Pour les kinés déjà installés en maison de santé, il faut donc vérifier plusieurs sujets.
Pour un kiné qui envisage de rejoindre une MSP, ces questions sont tout aussi importantes que le local, la patientèle ou l’ambiance d’équipe. Une MSP est une structure de soins, mais aussi une organisation juridique, économique et collective. Avant de vous engager, prenez le temps de comprendre le fonctionnement de la SISA, les règles de vote, les obligations liées à l’ACI, la place des paramédicaux dans les décisions et la manière dont l’équipe porte les projets.
La signature de l’avenant n°2 à l’ACI MSP marque une étape importante dans l’évolution des maisons de santé pluriprofessionnelles. Elle s’inscrit dans un mouvement plus large : structuration des soins de premier recours, développement de l’exercice coordonné et mise en place du réseau France Santé.
Pour les masseurs-kinésithérapeutes libéraux, l’enjeu principal n’est pas une modification immédiate de la facturation ou des séances. L’enjeu est plus structurel : quelle place les kinés auront-ils dans les MSP de demain ?
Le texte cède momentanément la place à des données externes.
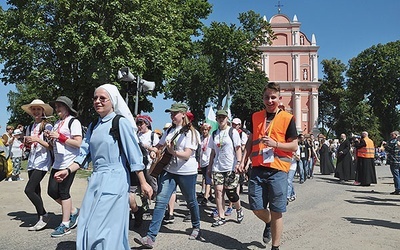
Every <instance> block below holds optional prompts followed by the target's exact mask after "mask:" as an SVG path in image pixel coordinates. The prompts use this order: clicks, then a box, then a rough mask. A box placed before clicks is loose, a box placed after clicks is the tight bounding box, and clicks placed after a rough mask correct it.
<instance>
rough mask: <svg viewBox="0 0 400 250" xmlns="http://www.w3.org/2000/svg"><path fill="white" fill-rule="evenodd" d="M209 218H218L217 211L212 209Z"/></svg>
mask: <svg viewBox="0 0 400 250" xmlns="http://www.w3.org/2000/svg"><path fill="white" fill-rule="evenodd" d="M211 216H212V217H213V218H217V217H218V210H217V209H216V208H214V209H213V211H212V213H211Z"/></svg>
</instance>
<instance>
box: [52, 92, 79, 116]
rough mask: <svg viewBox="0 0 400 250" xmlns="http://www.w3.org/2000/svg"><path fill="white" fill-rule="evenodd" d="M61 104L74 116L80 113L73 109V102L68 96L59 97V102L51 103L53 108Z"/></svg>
mask: <svg viewBox="0 0 400 250" xmlns="http://www.w3.org/2000/svg"><path fill="white" fill-rule="evenodd" d="M56 102H59V103H62V104H64V105H65V106H67V108H68V109H69V113H70V114H71V115H73V116H77V114H78V112H77V111H76V110H75V109H74V108H73V107H72V100H71V99H69V98H68V97H66V96H59V97H58V98H57V100H55V101H52V102H50V105H51V106H55V103H56Z"/></svg>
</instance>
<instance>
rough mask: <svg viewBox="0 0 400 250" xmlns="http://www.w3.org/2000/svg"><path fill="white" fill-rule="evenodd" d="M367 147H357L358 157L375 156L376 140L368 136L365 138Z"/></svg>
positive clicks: (357, 153) (366, 146)
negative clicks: (375, 141) (357, 148)
mask: <svg viewBox="0 0 400 250" xmlns="http://www.w3.org/2000/svg"><path fill="white" fill-rule="evenodd" d="M364 141H365V144H367V145H366V146H365V147H362V148H359V149H357V157H361V158H375V146H374V142H373V141H372V140H371V139H369V138H368V137H365V138H364Z"/></svg>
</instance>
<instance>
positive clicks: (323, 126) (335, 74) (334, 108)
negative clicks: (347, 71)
mask: <svg viewBox="0 0 400 250" xmlns="http://www.w3.org/2000/svg"><path fill="white" fill-rule="evenodd" d="M321 64H322V67H323V69H322V72H323V74H324V77H323V79H322V84H321V86H320V87H319V89H318V92H319V93H318V95H319V98H318V102H319V103H318V106H319V110H318V112H319V114H318V117H319V123H321V124H322V127H327V128H329V129H328V136H329V134H330V133H331V130H333V133H336V135H337V134H339V133H338V130H340V128H341V127H340V125H339V124H340V122H339V119H338V118H339V117H340V114H341V110H340V103H341V99H342V98H343V97H344V92H345V81H344V76H343V75H344V72H345V70H346V65H345V64H344V63H342V62H341V61H340V60H338V59H336V58H333V59H331V60H327V59H325V60H322V62H321Z"/></svg>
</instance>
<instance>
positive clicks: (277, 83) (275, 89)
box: [263, 82, 281, 94]
mask: <svg viewBox="0 0 400 250" xmlns="http://www.w3.org/2000/svg"><path fill="white" fill-rule="evenodd" d="M267 89H271V90H274V91H276V92H278V93H279V92H280V91H281V88H280V86H279V84H278V83H276V82H269V83H268V84H267V85H265V87H264V90H263V94H264V93H265V91H267Z"/></svg>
L’avenant semble ouvrir des perspectives sur les soins non programmés, la gouvernance, la reconnaissance des professions paramédicales et l’indépendance professionnelle. Mais son impact réel dépendra de sa mise en œuvre dans les structures, de la transparence des SISA et de la capacité des équipes à construire un exercice coordonné réellement pluriprofessionnel.
En résumé, cet avenant n’est ni une révolution, ni un simple détail administratif. C’est une évolution conventionnelle à suivre de près. Pour les kinés libéraux, le point central reste le même : participer pleinement à l’exercice coordonné, tout en conservant leur indépendance professionnelle et la reconnaissance de leur expertise propre.